Slipping my hands into my pockets, I look up at the mountain and listen. My discontent begins to smooth and I notice the rain sounds like comfort feels. It is definitely a black rook day.
Lines from Sylvia Plath’s poem slide in, hover for a bit, then settle.
On the stiff twig up there,
Hunches a wet black rook
Arranging and rearranging its feathers in the rain.
I do no expect a miracle…
Nor do I. I’ve seen a robin instead of a rook. And it is me arranging and rearranging my feathers – trying to find the right way to live, struggling to hold it all together. None of us are expecting a miracle.
But I am like Plath.
Although I admit, I desire
Occasionally, some backtalk
From the mute sky, I can’t honestly complain:
A certain minor light
may still leap incandescent
Out of the kitchen table or chair
As if a celestial burning took
Possession of the most obtuse objects now and then —
Thus hallowing an interval
Otherwise inconsequent
The shroud over the mountain ruffles slightly and I catch a glimpse of the slope.

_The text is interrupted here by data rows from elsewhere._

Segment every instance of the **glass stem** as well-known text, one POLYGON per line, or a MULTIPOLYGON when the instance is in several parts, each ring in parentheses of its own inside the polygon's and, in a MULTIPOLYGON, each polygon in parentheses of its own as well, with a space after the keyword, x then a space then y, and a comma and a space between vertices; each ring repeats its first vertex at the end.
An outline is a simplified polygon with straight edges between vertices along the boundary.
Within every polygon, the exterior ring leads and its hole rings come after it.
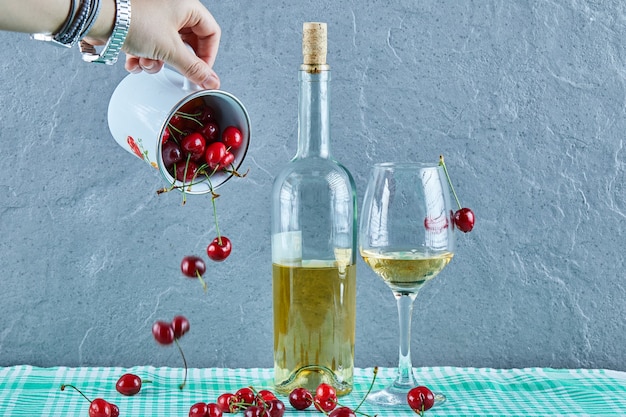
POLYGON ((400 319, 400 359, 398 376, 393 385, 401 389, 413 388, 417 382, 411 362, 411 316, 417 293, 394 292, 394 296, 398 304, 398 318, 400 319))

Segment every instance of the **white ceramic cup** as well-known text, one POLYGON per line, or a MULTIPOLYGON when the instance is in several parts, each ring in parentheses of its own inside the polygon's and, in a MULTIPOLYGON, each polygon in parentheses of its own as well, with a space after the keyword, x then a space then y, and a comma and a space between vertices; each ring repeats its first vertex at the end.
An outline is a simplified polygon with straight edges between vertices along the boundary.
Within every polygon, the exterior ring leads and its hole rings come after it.
MULTIPOLYGON (((169 185, 183 190, 183 183, 173 178, 165 168, 161 155, 161 138, 170 118, 185 103, 202 97, 217 116, 220 128, 236 126, 243 143, 234 152, 232 166, 238 170, 246 156, 250 142, 250 117, 243 104, 230 93, 221 90, 202 90, 185 77, 169 68, 156 74, 127 75, 117 86, 109 101, 109 129, 115 141, 131 154, 158 169, 169 185)), ((185 185, 189 194, 205 194, 233 176, 216 172, 207 180, 185 185)))

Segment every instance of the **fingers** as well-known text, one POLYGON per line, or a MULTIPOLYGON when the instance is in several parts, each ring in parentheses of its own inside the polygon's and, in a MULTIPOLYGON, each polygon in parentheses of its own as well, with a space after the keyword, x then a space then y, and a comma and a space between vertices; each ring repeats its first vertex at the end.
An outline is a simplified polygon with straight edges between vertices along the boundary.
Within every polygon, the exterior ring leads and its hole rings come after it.
POLYGON ((184 46, 177 48, 177 54, 172 57, 172 66, 194 84, 206 89, 220 87, 220 79, 204 59, 184 46))
POLYGON ((166 6, 174 7, 173 0, 162 1, 163 7, 153 8, 148 0, 136 0, 135 10, 139 17, 134 26, 131 25, 125 43, 126 70, 153 74, 167 63, 203 88, 219 88, 219 77, 212 69, 221 37, 217 21, 199 0, 176 2, 175 12, 170 10, 165 14, 171 16, 169 25, 155 27, 149 19, 140 20, 141 16, 152 13, 166 13, 166 6))
POLYGON ((134 55, 126 55, 126 71, 133 74, 145 71, 148 74, 156 74, 163 68, 163 61, 149 58, 140 58, 134 55))

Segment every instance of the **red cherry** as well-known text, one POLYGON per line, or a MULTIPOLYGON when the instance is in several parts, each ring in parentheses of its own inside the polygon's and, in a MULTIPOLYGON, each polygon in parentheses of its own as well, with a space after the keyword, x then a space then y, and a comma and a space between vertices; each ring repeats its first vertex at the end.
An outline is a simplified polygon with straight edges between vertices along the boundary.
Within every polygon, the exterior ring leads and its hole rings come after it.
POLYGON ((317 408, 318 411, 321 411, 323 413, 328 413, 333 408, 335 408, 335 406, 337 405, 337 401, 320 400, 316 397, 313 399, 313 404, 315 404, 315 408, 317 408))
POLYGON ((174 330, 174 338, 180 339, 189 331, 189 320, 185 316, 176 316, 172 319, 171 326, 174 330))
POLYGON ((174 343, 174 329, 172 325, 165 321, 156 321, 152 325, 152 336, 154 340, 162 345, 171 345, 174 343))
POLYGON ((251 405, 243 410, 243 417, 268 417, 267 410, 258 405, 251 405))
POLYGON ((237 397, 235 394, 230 392, 226 392, 219 397, 217 397, 217 406, 222 410, 223 413, 235 413, 237 412, 237 397))
POLYGON ((474 212, 467 207, 458 209, 453 219, 456 227, 463 233, 470 232, 474 228, 474 212))
POLYGON ((111 404, 102 398, 96 398, 89 405, 89 417, 112 417, 111 404))
POLYGON ((206 272, 206 264, 198 256, 185 256, 180 263, 180 270, 186 277, 198 278, 206 272))
POLYGON ((161 157, 166 168, 171 168, 183 160, 183 152, 174 141, 168 141, 161 147, 161 157))
POLYGON ((216 122, 210 121, 204 125, 201 133, 209 143, 216 142, 220 138, 220 127, 216 122))
POLYGON ((313 395, 306 388, 296 388, 289 393, 289 404, 296 410, 306 410, 313 404, 313 395))
POLYGON ((208 403, 206 417, 222 417, 222 410, 217 404, 208 403))
POLYGON ((349 407, 335 408, 328 417, 356 417, 356 413, 349 407))
POLYGON ((202 107, 202 114, 200 115, 200 121, 203 124, 207 124, 209 121, 216 121, 217 115, 215 113, 215 109, 211 106, 204 105, 202 107))
POLYGON ((191 156, 192 161, 197 161, 204 155, 206 140, 200 133, 193 132, 183 138, 180 147, 185 152, 185 155, 191 156))
POLYGON ((166 127, 163 131, 163 136, 161 136, 161 143, 165 143, 170 139, 170 128, 166 127))
POLYGON ((409 407, 416 413, 430 410, 435 405, 435 395, 425 386, 418 386, 409 391, 406 395, 409 407))
POLYGON ((337 405, 337 391, 332 385, 321 383, 315 390, 313 403, 315 408, 328 413, 337 405))
POLYGON ((228 126, 222 133, 222 142, 231 149, 238 149, 243 143, 241 131, 235 126, 228 126))
POLYGON ((235 162, 235 155, 232 152, 226 152, 220 161, 219 169, 228 169, 235 162))
POLYGON ((183 182, 191 182, 198 176, 198 165, 193 161, 176 166, 176 179, 183 182), (183 180, 184 178, 184 180, 183 180))
POLYGON ((222 159, 226 155, 226 145, 222 142, 213 142, 206 147, 204 152, 204 160, 209 165, 209 168, 215 169, 220 165, 222 159))
POLYGON ((205 403, 195 403, 189 408, 189 417, 206 417, 209 407, 205 403))
POLYGON ((321 383, 315 390, 315 398, 319 398, 320 400, 336 400, 337 391, 335 391, 332 385, 321 383))
POLYGON ((213 242, 207 246, 206 253, 211 260, 221 262, 228 258, 231 250, 232 245, 230 244, 230 239, 226 236, 221 236, 213 239, 213 242))
POLYGON ((182 122, 183 118, 179 114, 174 113, 174 115, 170 117, 170 120, 167 123, 174 127, 180 127, 182 125, 182 122))
POLYGON ((269 417, 283 417, 285 414, 285 403, 279 399, 270 400, 268 402, 267 414, 269 414, 269 417))
POLYGON ((256 395, 254 395, 254 391, 251 388, 244 387, 235 392, 235 397, 237 397, 238 403, 253 405, 256 395))
POLYGON ((122 395, 135 395, 141 390, 141 378, 135 374, 124 374, 117 380, 115 389, 122 395))
POLYGON ((276 396, 272 391, 262 389, 256 394, 255 402, 257 405, 263 405, 263 403, 267 403, 271 400, 275 400, 276 396))

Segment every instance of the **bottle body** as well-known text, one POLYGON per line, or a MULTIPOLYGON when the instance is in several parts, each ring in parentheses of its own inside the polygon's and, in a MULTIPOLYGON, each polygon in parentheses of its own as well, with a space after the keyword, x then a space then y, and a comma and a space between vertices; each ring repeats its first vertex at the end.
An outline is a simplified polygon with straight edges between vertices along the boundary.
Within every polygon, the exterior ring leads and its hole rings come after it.
POLYGON ((300 73, 298 153, 272 192, 275 389, 352 389, 356 191, 329 154, 329 72, 300 73))

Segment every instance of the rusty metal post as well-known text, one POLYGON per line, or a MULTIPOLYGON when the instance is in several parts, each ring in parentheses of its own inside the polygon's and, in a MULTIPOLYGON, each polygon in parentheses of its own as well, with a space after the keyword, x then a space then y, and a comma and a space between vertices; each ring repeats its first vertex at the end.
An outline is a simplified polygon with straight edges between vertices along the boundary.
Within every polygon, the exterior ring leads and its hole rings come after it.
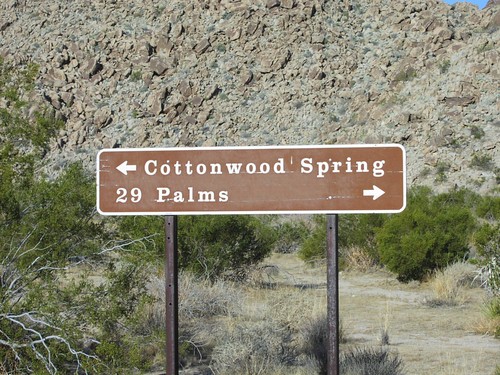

It is faint but beautiful, because behind the mist, something grand rises tall and wide. Raindrops grow bigger, heavier, and I hear the honking of two straggling geese as they fly overhead.
I turn to watch my girls who have decided a second bath is in order. Ali is now twirling and swinging polka-dots, Eliza and Sami slick worms with water. Eliza puts her arm around Sami’s shoulder and that is it for me. The otherwise inconsequent is now hallowed. It is the look on Sam’s face as she notices Eliza close to her that signals the sacred. I feel God’s breath and swill the love deep.
Giving my full attention to this moment, right now, is bigger than I think and in the sound of rushing water I hear His voice. He tells me how I ought to be – how we ought to be – with each other. That what we do is not important a how.
I am slow to hear. But slowing is the key.
It rains colder and we move inside. The rain feathers into a steady white and I keep thinking about Sylvia’s black rook.
I’ve been traveling through my own “season of fatigue… patching together a content” of sorts. But like her, I don’t want to travel the course ignorant of “angels that might flare at my elbow.” I want to see these incandescent intervals for what they are – not “tricks of radiance” – but moments when the world is clear and comprehensible. Moments when I know precisely how I ought to be.
I wrap my jacket around a hanger and return to the dailyness – to begin the wait, once more, for that “random [but maybe not so] rare descent.”
Melissa:
I love everything about this (as usual).
The pretty young faces in the rain, the Sylvia Plath poem, and especially the reminder of a great testimony: "His voice was as the sound of the rushing of great waters"
And most of all – my favorite, is when you said, "I am slow to hear. But slowing is the key."
I needed that so much, today. Thanks, Cath.
Jill
Love that your girls love worms and want to 'keep' them. Sydney was and is the same way! Once she gave her worms some water because they were thirsty and drowned the poor things. She was traumatized!
Michelle
love you Cath. Wanna run with me and my sis on Saturday?
catharvy
Melissa – love your poet heart.
Jill – Cute Sydney. We were witness to such trauma today. Sami brought in a handful of dead worms (she found them in a puddle). She was in tears! She got a plastic spoon and gave them a proper burial – "so they could be resurrected." Sweet girls.
Michelle – Of course! I'll text you.